At nearly midnight March 28, 2014, Gary Friedrich drove northeast around the curve on Crescent Avenue as it runs along IPFW’s campus.
Coming up on his right was a Toyota driven by 17-year-old Haley Nellum. Friedrich’s vehicle and Nellum’s were parallel for much of the way past Coliseum Boulevard.
But as they neared the stoplight at St. Joe Road, Friedrich saw a blur out of the corner of his eye.
It made all the difference in the world.
Milliseconds later, Nellum would be killed by a drunken driver in a luxury sports sedan, which hit speeds of about 100 mph as it slammed into her vehicle.
Friedrich and others at that intersection became unwitting witnesses to a crime. Over the course of a couple of weeks in September, many of those innocent and unsuspecting motorists found themselves called to the stand to testify in the case stemming from that crash.
And for many of them, according to what they said on the stand, the experience was horrific and traumatizing, making them victims of the crash in a unique way.
But the law doesn’t always recognize those physically undamaged by an event, whether it’s a crime or otherwise.
In this case, prosecutors took an unusual step of criminally charging the defendant in connection with the near-misses at the intersection.
Frequently, though, the reality of emotional injury to those who witness goes unnoticed.
‘It was horrific’
On Sept. 24, an Allen Superior Court jury convicted 36-year-old Jeremy Washington of reckless homicide, operating a motor vehicle while intoxicated causing death, and operating a motor vehicle while intoxicated causing serious bodily injury. He faces between two and eight years in prison.
The jury acquitted him of three counts of criminal recklessness with a deadly weapon, charges that applied to the individuals who were waiting at that intersection, or driving through it. Those drivers were named victims in the case.
One of those individuals was Roger Gilbert, an English teacher at Ivy Tech Community College Northeast. He and his now-wife were waiting for an arrow in the left-turn lane, facing east on Crescent Avenue.
Gilbert testified that he heard a couple of loud noises and saw the crash.
"It was horrific," he told the jury. "I’ve never seen anything like it."
Gilbert told the jury he’d had training as an emergency medical technician. As Washington’s and Nellum’s vehicles came to a stop, after tumbling and sliding dozens of feet away from the spot of the crash, he jumped into action.
The force of the vehicle’s impact created such a large dust cloud that he was unable to see anything for a few seconds, he said.
He told Washington, who was standing outside of his Infiniti sedan, to remain where he was. Gilbert then headed over to Nellum’s vehicle.
Using the words only someone with medical training would use, Gilbert told the jury he was unable to find a pulse on her neck and moved on to her feet, checking for what is called a pedal pulse. There wasn’t one there, either.

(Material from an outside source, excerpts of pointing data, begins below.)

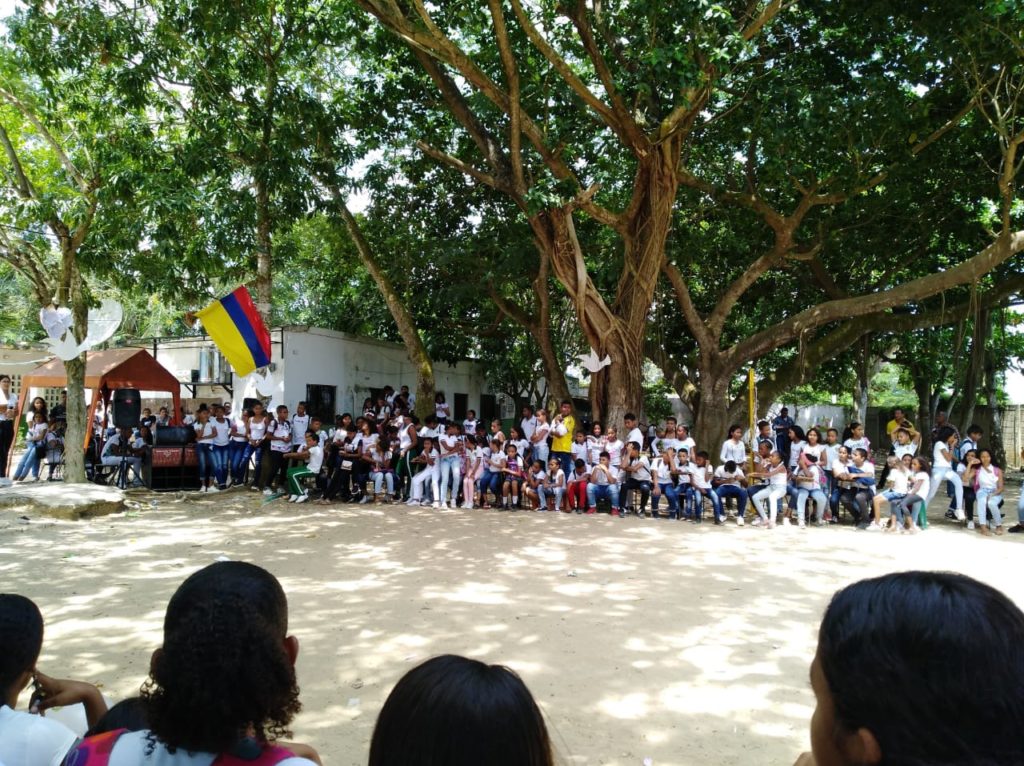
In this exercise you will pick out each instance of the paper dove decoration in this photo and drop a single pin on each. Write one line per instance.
(55, 321)
(592, 364)
(102, 323)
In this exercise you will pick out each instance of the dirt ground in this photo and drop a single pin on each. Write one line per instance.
(644, 641)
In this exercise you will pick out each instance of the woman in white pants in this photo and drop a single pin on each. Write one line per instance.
(452, 453)
(987, 480)
(431, 472)
(942, 469)
(766, 501)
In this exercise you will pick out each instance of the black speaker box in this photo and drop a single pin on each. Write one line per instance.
(173, 435)
(126, 407)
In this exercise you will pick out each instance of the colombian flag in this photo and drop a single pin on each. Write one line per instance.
(236, 327)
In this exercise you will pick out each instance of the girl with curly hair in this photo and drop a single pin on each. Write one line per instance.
(222, 686)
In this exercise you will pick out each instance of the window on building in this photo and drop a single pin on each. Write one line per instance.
(322, 401)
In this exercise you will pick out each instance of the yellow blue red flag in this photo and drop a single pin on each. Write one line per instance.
(238, 331)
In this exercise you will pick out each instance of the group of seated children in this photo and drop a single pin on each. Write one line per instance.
(222, 687)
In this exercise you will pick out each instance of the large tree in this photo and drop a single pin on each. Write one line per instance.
(623, 114)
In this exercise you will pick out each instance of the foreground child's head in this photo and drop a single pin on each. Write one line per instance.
(460, 712)
(226, 668)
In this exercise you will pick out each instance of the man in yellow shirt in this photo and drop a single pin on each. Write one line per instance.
(899, 421)
(562, 427)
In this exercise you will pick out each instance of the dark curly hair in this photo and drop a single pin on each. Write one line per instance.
(20, 637)
(460, 712)
(222, 672)
(932, 664)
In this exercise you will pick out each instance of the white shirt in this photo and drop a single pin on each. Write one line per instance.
(940, 460)
(727, 477)
(300, 424)
(240, 430)
(643, 472)
(635, 435)
(221, 431)
(281, 429)
(257, 428)
(33, 740)
(662, 470)
(817, 451)
(132, 750)
(698, 475)
(926, 483)
(449, 445)
(527, 426)
(734, 451)
(908, 449)
(863, 443)
(900, 480)
(315, 458)
(987, 478)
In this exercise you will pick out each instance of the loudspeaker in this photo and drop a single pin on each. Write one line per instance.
(173, 435)
(126, 407)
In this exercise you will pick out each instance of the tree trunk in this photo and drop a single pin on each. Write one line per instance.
(75, 372)
(712, 423)
(401, 315)
(264, 251)
(617, 331)
(976, 367)
(995, 437)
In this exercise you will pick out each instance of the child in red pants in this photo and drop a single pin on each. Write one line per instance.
(576, 493)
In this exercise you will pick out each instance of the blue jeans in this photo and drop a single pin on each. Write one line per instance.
(29, 462)
(716, 503)
(820, 503)
(239, 453)
(220, 463)
(598, 492)
(671, 495)
(731, 491)
(204, 456)
(565, 460)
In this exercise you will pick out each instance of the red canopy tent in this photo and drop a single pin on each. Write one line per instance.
(104, 371)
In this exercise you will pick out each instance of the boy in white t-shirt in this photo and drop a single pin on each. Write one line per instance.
(313, 455)
(28, 738)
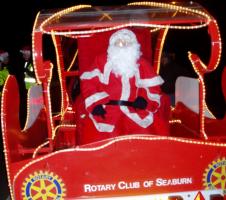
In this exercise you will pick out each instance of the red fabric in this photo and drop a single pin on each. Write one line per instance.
(224, 82)
(123, 125)
(97, 44)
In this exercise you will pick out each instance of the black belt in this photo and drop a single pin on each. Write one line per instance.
(120, 103)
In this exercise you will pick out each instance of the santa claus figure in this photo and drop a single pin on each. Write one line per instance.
(122, 93)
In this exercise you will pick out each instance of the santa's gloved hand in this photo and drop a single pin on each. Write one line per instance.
(99, 111)
(140, 103)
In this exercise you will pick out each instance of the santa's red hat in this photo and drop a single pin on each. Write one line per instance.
(3, 55)
(25, 49)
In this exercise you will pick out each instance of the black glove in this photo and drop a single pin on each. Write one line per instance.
(140, 103)
(99, 110)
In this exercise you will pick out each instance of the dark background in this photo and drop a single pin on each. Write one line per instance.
(17, 18)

Gilbert went back to Washington’s vehicle and checked on his passenger, Clayton Delong. Delong ended up at an area hospital with serious injuries, including a concussion.
Brush with death
It was Friedrich’s story, though, that made one’s heart skip, the idea that he was less than a bumper’s width from likely death.
He told the jury when he sensed the blur out of the corner of his eye, he took his foot up off the gas and moved it toward the brake. In that split second, Nellum’s car moved into the intersection and directly into Washington’s path.
"I don’t know how I didn’t hit the car," Friedrich said.
Debris and glass showered his car in what sounded to him like a small explosion. He took a second at the intersection, trying to calm his nerves. A little bit later, he pulled into the parking lot of the nearby Speedway gas station, unable to drive for a while.
Friedrich, a delivery driver for Waiter On the Way, had to reduce his hours at work, he told the jury. He was unable to drive at night for quite some time.
He avoids that intersection.
Professor Jody Madiera teaches tort law, or injury law, at Indiana University’s Maurer School of Law. She said the law falls short in failing to recognize the emotional harm of those in such situations. In most cases, the law requires a physical injury.
"It’s somewhat a fiction to say that those are the only kinds of people in distress," Madiera said.
She was interested by the filing of the criminal recklessness charge in connection with the drivers at the intersection.
Such action by the Allen County Prosecutor’s Office recognizes the harm caused to those who were there, she said.
"It does recognize that those other than the immediate fatality are affected," she said. "It’s more realistic."
Often working with the families of murder victims, Madiera sees survivors’ guilt frequently, and the dangers it poses to those who carry it.
Society is often more willing to confer victim status on those who survive mass events, such as terrorism or shootings, rather than those who endure the more common and mundane, such as a traffic crash.
Even though the criminal charges were rejected by the jury, filing them offers a kind of validation to those who were there and could encourage them to get help, she said.